Version 2 September including Android 3+
Think differently…. now where have I heard that before?
I just paid $22.87 for an iPad2-64GB and my girlfriend loves her Panasonic Lumix GF 1 Camera that we got for $38.76 there arriving tomorrow by UPS. I will never pay such expensive retail prices in stores again. Especially when I also sold a 40 inch LED TV to my boss for $675 which only cost me $62.81 to buy. Here is the website we use to get it all from, BidsOut.cÓm
At the same moment when Logitech Revue was ready to market, also Sony introduced their Blu Ray player. Both with Intel CE processor and both with Google TV. I don’t know what the unit sales was of this Sony device and how many returns they had, but the performance and acceptance of both devices was not good. Maybe there were politics involved on management level or by the VCs indeed combined with too much pressure for the Christmas sales and they all took the risk to go live. After a lot of negative news, Google asked their new partners even not to introduce their Google TV solution on CES. I agree that Logitech is always doing a great job in what they do best and that’s commodity products, where they are always fully in charge of the complete process. Logitech introduced their HD camera at the same time for Video calling via the Revue, which is more their type of business. If they introduced this as a separate product compatible with other devices, then they were doing their core business again and probably successful. I guess some key players convinced them to do it and updates were promised quickly to solve problems, but eventually never came, or too late of still with problems.. Why would Sony with all their knowledge and experience agree in going live with the player and Google TV? I don’t believe that the technical team was standing 100% behind the product. Logitech always makes clear decisions, but I don’t know if they made the decisions themselves..

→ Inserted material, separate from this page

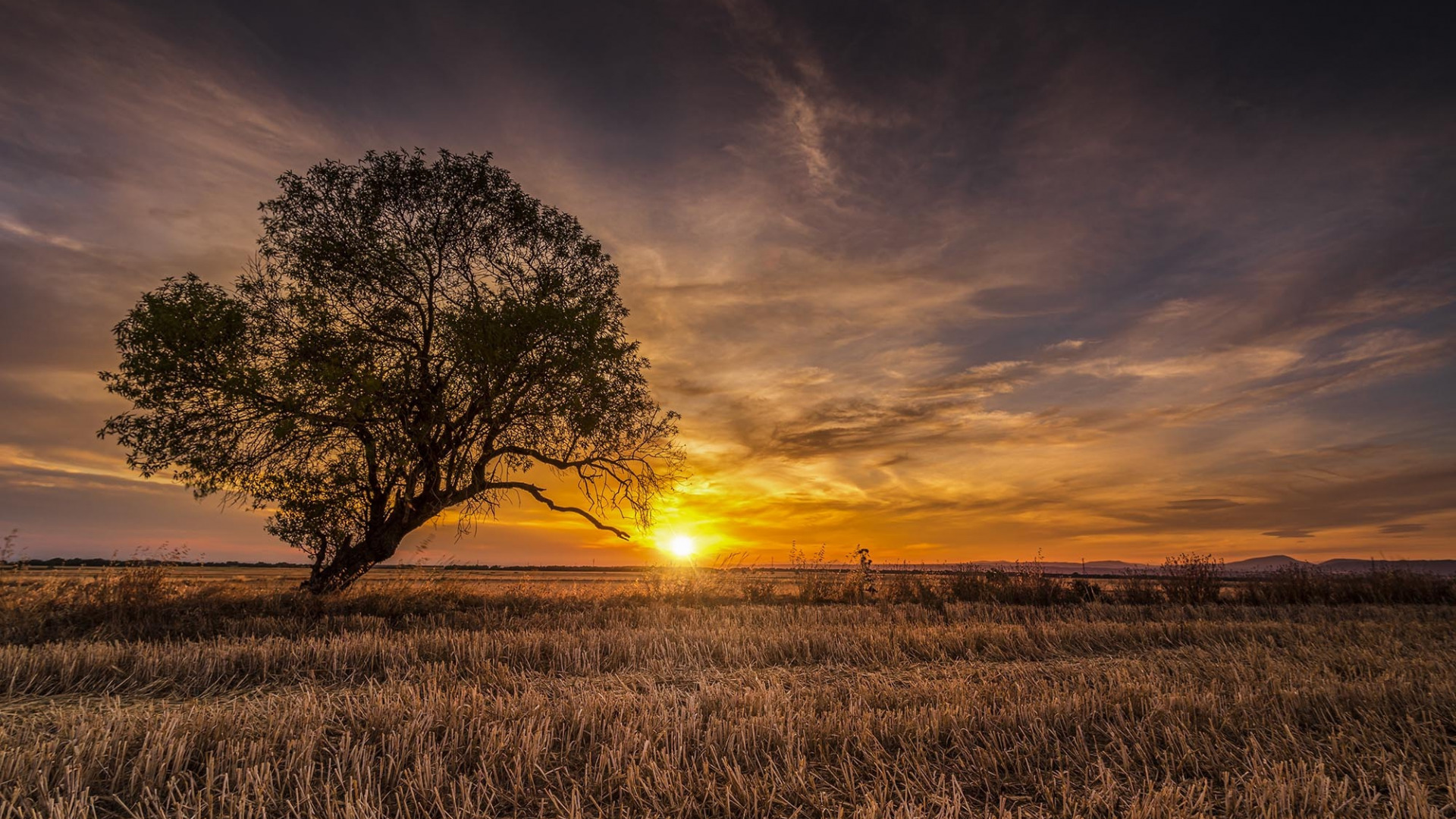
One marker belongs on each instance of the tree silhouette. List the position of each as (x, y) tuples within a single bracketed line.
[(413, 337)]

Looking at Boxee box, they already had a big community and they released the sources codes for hacking, which is great for the community. Releasing all sources codes is automatically a problem when you want to connect to VoD content/Hulu services/Netflix etc. because movies companies don’t accept this in terms of security and Boxee closed the backdoors again and made the community angry again.. You can’t have it all, you have the find a way in the middle which is difficult.
From my point of view, Google TV was a separate experience on a box and not an integrated experience for the user. Boxee box came more closer, but is running performance-wise mostly on software creating CPU overload, buffering issues etc. The key success on functionality should be when hardware, software and middleware are optimized and fully integrated with each other. If Google TV, Sony/Logitech/D-link and Intel created a product together at the same time and using each others strong points during the process, I think we had a completely different product, so let’s see what the future brings us.